Social issues

Has democracy hit a road bump (or maybe a Mexican wall)?


Let me start by clarifying that I’m not into politics and I don’t follow it closely other than the bare minimum required to have intelligent conversations. However, even to a political illiterate like me, it seems as if governments in certain countries have become less and less effective.

America, supposedly the poster child of democracy where everyone has a say has ended up with a President who did not win the popular vote and seems to spend an awful amount of time on Twitter. He’s somehow managed to carry on as President despite investigations  around collusion with Russia and makes headlines every other day for saying the wrong things.

In the latest incident, the US government was shut for three days but luckily it has now reopened. In the first place, though, isn’t it rather ridiculous that it is no longer surprising or worrying when the US government has to shutdown because the Senate can’t get funding approved? In other words, this is equivalent to the government temporarily shutting down because it is not able to pay its bills. If it was a company, I’m sure that this situation would not be deemed acceptable by shareholders, creditors, customers, etc.

The Conservative government in the UK took democracy to another level by asking the people to vote on Brexit. Considering that politicians who are supposed to be highly educated with teams of advisors could not agree on this issue, David Cameron had the brilliant idea of leaving it to the public to decide. On top of that, the politicians campaigned for their sides with inaccurate information which misled the people. Last year, Theresa May made a similar mistake by calling for early elections based on poll data showing strong support for the Conservatives. Instead, the Conservatives lost their majority and May is now stuck with a minority government while trying to negotiate a Brexit deal .

Moving to the Far East, the two giants of Asia emerging markets – China and India – could not be more different. China has a highly centralised and controlling government, from the lack of freedom of speech to capital controls limiting currency outflows; the anti-corruption drive with random people disappearances to government ownership in most ‘important’ sectors such as rail, banking and telecom; internet and media censorship to a centralised system which dictates when heating gets turned on; the list goes on. India, on the other hand, is a democracy with elected state and central governments. While there is regulation and certain restrictions on foreign ownership, it is by and large a free economy.

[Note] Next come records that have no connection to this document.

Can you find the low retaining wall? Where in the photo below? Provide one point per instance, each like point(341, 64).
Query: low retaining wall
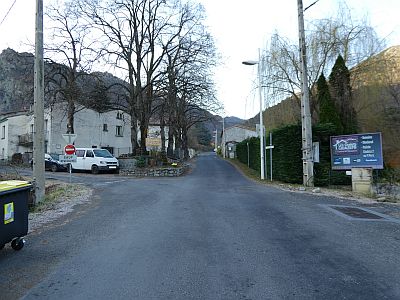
point(127, 163)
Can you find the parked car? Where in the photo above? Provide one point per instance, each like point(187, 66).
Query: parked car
point(95, 160)
point(51, 163)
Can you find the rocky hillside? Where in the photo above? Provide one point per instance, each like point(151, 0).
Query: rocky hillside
point(376, 97)
point(16, 81)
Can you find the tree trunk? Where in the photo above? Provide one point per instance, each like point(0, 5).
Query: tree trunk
point(170, 149)
point(70, 117)
point(162, 131)
point(185, 148)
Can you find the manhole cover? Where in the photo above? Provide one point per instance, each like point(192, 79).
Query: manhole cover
point(355, 212)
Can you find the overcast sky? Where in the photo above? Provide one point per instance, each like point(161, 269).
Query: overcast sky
point(239, 27)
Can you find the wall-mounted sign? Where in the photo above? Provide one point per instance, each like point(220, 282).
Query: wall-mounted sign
point(356, 151)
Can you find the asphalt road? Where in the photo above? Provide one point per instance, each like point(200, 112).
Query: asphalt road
point(211, 234)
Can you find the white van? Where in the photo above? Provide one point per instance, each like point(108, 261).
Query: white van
point(95, 160)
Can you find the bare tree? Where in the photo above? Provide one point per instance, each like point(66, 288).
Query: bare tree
point(137, 35)
point(188, 82)
point(326, 39)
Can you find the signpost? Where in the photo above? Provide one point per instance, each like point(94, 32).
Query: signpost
point(356, 151)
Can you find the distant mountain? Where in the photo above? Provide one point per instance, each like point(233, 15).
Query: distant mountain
point(16, 81)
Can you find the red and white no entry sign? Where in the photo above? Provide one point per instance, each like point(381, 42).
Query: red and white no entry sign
point(69, 149)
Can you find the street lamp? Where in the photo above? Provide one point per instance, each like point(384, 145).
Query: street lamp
point(308, 164)
point(258, 63)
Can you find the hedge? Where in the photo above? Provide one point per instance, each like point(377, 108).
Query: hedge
point(287, 165)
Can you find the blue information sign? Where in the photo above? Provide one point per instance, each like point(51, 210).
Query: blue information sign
point(356, 151)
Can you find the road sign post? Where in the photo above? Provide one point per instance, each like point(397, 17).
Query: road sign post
point(69, 149)
point(69, 157)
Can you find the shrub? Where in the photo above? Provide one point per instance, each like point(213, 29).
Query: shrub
point(141, 162)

Even though both countries have grown rapidly in the past decade, China is miles ahead of India in terms of addressing poverty (8% vs 21% of population below the poverty line according to the World Bank in 2011), infrastructure build-out and innovation with some of the largest tech companies globally such as Alibaba, Tencent and Huawei. We’ll have to wait another decade before we can see which country fares better, but for now, it seems like China is ahead in the race.

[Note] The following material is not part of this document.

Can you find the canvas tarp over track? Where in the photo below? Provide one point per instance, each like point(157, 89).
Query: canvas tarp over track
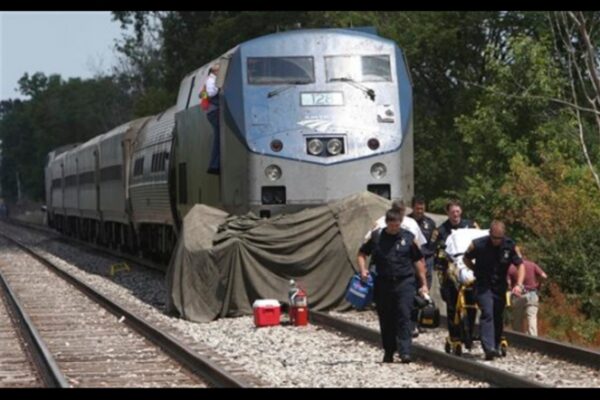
point(220, 274)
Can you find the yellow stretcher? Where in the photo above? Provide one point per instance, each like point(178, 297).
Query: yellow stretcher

In my beloved hometown, Malaysia, we have a democratic system riddled with fraudulent votes. As a result, Najib is still in power despite being linked to large scale corruption and evidence showing that over $600 million was deposited into his personal account. It also helps that his government has become more supportive of the Malay community which makes up the majority of voters and taking more hardline Islamic politics.

Don’t get me wrong – I’m a supporter of democracy and highly value my rights and freedom. Democracy at least gives people the option to vote for a change if things aren’t going well. The communist regime is definitely riskier and can go horribly long, as evidenced in North Korea where the Kim dynasty decided to close the economy and fire missiles to threaten the rest of the world. Throughout history, there have been numerous examples of power crazy maniacs rising to become dictators and deciding to slaughter millions. Even so, it might be time to revamp the electoral system and also breed a new generation of politicians as the current version of democracy may not be working well.

So what do you think? Is the current version of democracy still fit for purpose?